Feelings, that is. Over the weekend, I had a resurgance (or would that be re-emergence?) of what I was feeling before vacation. Brian's been away a lot again, and Maggie was extremely cranky, which seems to be the golden combination for making me feel like crap about myself and everything else. Brian and I did discuss it, but I don't know if anything will change. We do need to spend more time together though. Much of the little time we have together is spent on opposite sides of the living room, typing away on our notebook computers and not talking. Sure, Brian isn't a social guy and rarely has much to say...but this is no way for a couple to spend all their time together. Of course, the sacrifice is even more of my precious little internet time. But I lived without the internet for over half my life. I think I can spare a little of it for the sake of my marriage and a healthy relationship.
Margaret continues to amaze me. She's starting to dance a bit. She sings in the car (although who the heck knows what she's actually saying!). She's cruising. She takes her burp cloth and acts like she's cleaning (is this a sign that mommy isn't cleaning enough? ;) ). She's more independent, amusing herself for much of the day (as long as she's in a mood to do so, that is). She is exclusively drinking from Nuby sippy cups now - no more bottles! We're also venturing more into "real" food. She had her first taste of couscous yesterday. And freeze-dried bananas and mangoes last week. This results in more work for me. It's certainly easier to dish out a meal from a jar than to plan out and make "real" food for a pint-sized meal. But it's worth it. The goal is to be off of jar food by her first birthday, and with a little over 3 months to work on it, I don't think that's unrealistic.
Our plan was to start TTC again this summer. I have mixed feelings on this, though.
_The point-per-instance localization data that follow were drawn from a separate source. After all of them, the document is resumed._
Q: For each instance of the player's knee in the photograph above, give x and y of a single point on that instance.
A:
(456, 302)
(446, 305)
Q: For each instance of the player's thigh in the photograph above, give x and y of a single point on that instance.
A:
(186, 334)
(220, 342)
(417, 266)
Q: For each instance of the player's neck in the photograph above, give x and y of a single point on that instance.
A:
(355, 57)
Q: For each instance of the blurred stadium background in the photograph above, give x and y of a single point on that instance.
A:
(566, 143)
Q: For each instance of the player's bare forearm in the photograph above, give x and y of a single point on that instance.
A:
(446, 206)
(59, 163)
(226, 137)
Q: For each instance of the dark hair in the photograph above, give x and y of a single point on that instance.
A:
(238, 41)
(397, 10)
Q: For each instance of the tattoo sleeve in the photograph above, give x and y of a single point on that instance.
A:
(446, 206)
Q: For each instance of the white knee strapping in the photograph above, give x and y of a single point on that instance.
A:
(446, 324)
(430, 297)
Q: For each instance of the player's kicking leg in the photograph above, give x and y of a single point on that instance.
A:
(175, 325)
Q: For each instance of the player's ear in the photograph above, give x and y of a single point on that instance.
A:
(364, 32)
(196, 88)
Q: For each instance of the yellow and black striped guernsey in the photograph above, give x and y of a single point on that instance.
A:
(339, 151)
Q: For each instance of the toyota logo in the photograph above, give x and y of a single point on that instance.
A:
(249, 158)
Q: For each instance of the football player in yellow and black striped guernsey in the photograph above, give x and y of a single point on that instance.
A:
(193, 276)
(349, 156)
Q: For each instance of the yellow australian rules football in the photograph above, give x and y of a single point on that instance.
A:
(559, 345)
Now that I've gotten past my baby fever of this past winter, I'm thinking more logically. Another baby means stretching our tight budget even tighter. It also means that we probably would not be able to send Margaret to a Montessori school, which is high on my list of priorities for her future. And if Margaret drives me crazy all by herself, how will I handle a toddler and an infant? Brian sometimes thinks I'm crazy to want 2 babies so close in age...but is also eager to start trying for a son and doesn't want our children to be too far apart in age either. It's a huge list of contradicting emotions and thoughts, and I'm really not sure what we will do once summer comes. I do want more children. I'm not sure if the time is right, though, now that I can look at it with a clear head. To further complicate the matter, however, is my medical condition, which is always at the back of my mind. The clock is ticking, and with PCOS, my fertile period may be much shorter than most. My endocrinologist also wants to put me on Lipitor within the next year to year and a half due to my family history of cholesterol issues (and the fact that mine rose significantly during my pregnancy with Margaret). I can't be on this drug if I'm TTC or pregnant, and I really should be done having my family once I go on it... So that's another consideration. (Sound familiar? I know I've listed all this off before... but it's on my mind again.) I have no idea what I should do. Do I even want to venture into the TTC world again, knowing that it's possible to miscarry again? Another thought...
Fortunately, Margaret is keeping me busy enough to not have to think about it too much right now. But I can't keep putting it off, and decisions will need to be made. Soon.